History Professor Barbara Stengel presented a lively component of the Yuba College Foundation-sponsored Crossing Borders and Building Bridges series on September 28 to a classroom burgeoning with attentive students and YCC staff members.
Clad in a cardinal-red dress suit, embellished with gold baubles, enunciating her declamation in a marked native German accent, the CSU Professor’s presentation covered the breadth of a fascinating life, that of Elizabeth Charlotte, Princess Palatine, known collectively by Stengel’s German kin as Liselotte von der Pfalz.
“Sex sells,” Stengel announced at the nascence of her presentation.

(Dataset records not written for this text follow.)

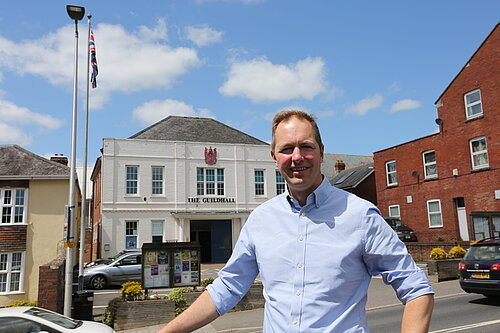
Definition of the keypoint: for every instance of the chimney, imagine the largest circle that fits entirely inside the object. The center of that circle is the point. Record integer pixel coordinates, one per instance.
(339, 166)
(60, 158)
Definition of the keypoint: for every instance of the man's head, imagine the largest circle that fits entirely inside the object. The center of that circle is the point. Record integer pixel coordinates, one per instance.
(298, 152)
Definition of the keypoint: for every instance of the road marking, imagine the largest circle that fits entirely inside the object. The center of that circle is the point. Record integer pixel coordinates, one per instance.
(466, 327)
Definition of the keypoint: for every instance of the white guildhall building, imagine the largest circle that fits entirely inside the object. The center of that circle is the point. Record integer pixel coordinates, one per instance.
(181, 179)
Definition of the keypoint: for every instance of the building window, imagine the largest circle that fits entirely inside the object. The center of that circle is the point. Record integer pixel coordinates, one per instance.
(157, 180)
(209, 181)
(11, 272)
(259, 182)
(473, 105)
(390, 169)
(131, 235)
(479, 153)
(394, 211)
(132, 179)
(430, 167)
(280, 183)
(434, 213)
(157, 231)
(13, 204)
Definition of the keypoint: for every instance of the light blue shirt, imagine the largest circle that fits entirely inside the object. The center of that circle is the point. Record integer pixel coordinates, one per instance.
(316, 262)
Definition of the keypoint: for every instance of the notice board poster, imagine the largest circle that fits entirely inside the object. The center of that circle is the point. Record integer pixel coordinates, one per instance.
(156, 269)
(186, 267)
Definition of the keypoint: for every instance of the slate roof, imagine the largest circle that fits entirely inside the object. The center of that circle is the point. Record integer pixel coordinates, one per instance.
(176, 128)
(16, 162)
(351, 178)
(328, 166)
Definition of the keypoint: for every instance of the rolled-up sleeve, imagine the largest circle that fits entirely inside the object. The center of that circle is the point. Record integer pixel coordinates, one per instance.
(237, 276)
(386, 254)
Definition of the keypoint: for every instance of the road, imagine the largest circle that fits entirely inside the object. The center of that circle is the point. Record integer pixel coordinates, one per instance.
(454, 311)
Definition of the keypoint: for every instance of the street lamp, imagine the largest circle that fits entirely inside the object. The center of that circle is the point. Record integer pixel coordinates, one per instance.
(76, 13)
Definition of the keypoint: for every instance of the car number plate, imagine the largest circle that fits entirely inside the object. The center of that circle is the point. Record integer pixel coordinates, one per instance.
(480, 276)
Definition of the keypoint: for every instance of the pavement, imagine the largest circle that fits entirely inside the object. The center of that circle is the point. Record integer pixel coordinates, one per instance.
(379, 296)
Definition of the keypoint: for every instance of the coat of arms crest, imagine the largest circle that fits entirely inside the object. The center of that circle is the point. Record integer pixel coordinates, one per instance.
(210, 156)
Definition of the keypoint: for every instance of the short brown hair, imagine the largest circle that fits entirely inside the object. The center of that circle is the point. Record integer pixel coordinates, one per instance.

Specifically Stengel was referring to the series of 6,000 letters the Princess Palatine penned over the course of her residence in the court of Louis XIV, offering invaluable insight, remarks about the king’s multitude of mistresses, observations of the his peculiar and sometimes insolent royal customs and conventions, and scathing commentaries on the daily life of the court.
Descending from English royalty, Princess Charlotte Palatine was born to Charles Louis, royal court Elector Palatine and to Charlotte of Hesse-Kassel, in 1662, just as King Louis XIV was expanding his kingdom’s northern and eastern borders. Charlotte unwillingly married Louis XIV’s younger brother, Philip I, Duke of Orléans, in 1661.
The marriage was unhappy, as Charlotte was eluded by Philip’s furtive homosexual inclinations, and they never produced more than three children. The marriage proved to serve as more of a synergist enabling Charlotte’s camaraderie with Louis than anything.
Princess Palatine was one of the most singular, colorful individuals in Louis XIV’s court. She was misfit in the French court: self-depreciating, sexually withdrawn and was often presumed to be a lesbian in light of her vigor and open-air undertakings. She constructed a remarkably private sphere in which she kept herself occupied with her dogs, books, maps, coin collections, a microscope she acquired during a mounting scientific revolution and, most notably, her letters.
Amid the King’s mandates of censorship and hard-hearted exercise of control, Charlotte’s close association with him unearthed a domain profuse with soap opera-esque liaisons that she ridiculed in her written communiqués.
She blasphemed the king’s spate of mistresses. In one of her letters, she deemed Louis’ last known mistress, Francoise d’Aubigné, “an old hag,” and continued her lashing by claiming that “the great man’s whore damaged the king and made him pitiless.”
Charlotte’s disdain of Louis’ mistresses was suspect. “She spoke harshly about the mistresses probably because she was jealous,” Stengel said.